Address: cross module with automatic features. It is worth mentioning that in these models, the special crossover occurs at the bit level, that is, the characteristic crossover of the bit level. What is bit-by-bit feature crossover?
For example, feature 1 = (a, b, c) and feature 2 = (d, e, f).
Then the bitwise feature intersection between them is f(w 1*a*d, w2*b*e, w3*c*f).
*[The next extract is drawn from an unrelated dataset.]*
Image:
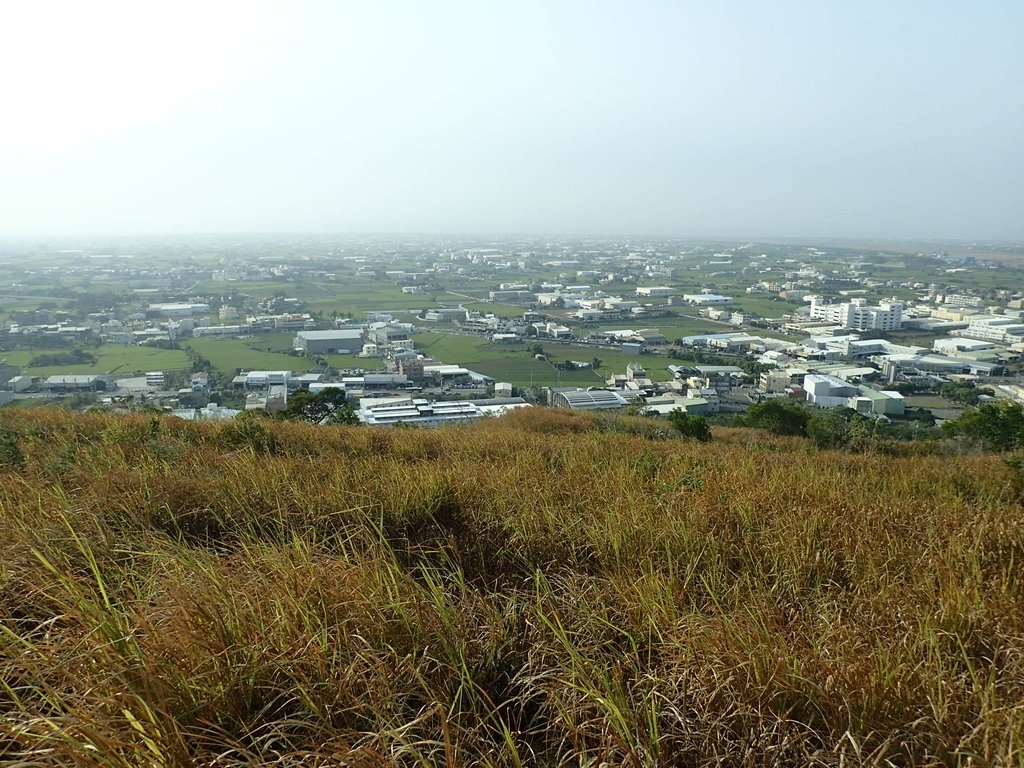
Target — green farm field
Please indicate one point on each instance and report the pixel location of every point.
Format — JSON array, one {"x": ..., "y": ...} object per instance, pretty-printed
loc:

For example, in DCN:
It can be seen that in the crossover network, the intersection of feature vectors is a bit-by-bit intersection, that is, x and x0 of each level cross bit by bit.
Another feature crossing mode is vector crossing mode, which is expressed as f(w(a*d, b*e, c*f)). It can be seen that these two features are operated by the weight matrix after the inner product operation, so they are vector-like intersection.
Two definitions are also mentioned in the paper:
Explicit and implicit
Explicit feature interaction and implicit feature interaction. Taking xi and xj as examples, after a series of transformations, we can express them in the form of wij * (xi * xj), which can be considered as explicit feature interaction, otherwise it is implicit feature interaction.
As usual, the model first:
Look at picture c first. Xdeepfm sends the obtained vector concat to DNN through CIN for ctr estimation. This paper focuses on the whole CIN, whose full name is compressed interaction network. Let's introduce how CIN is done in detail.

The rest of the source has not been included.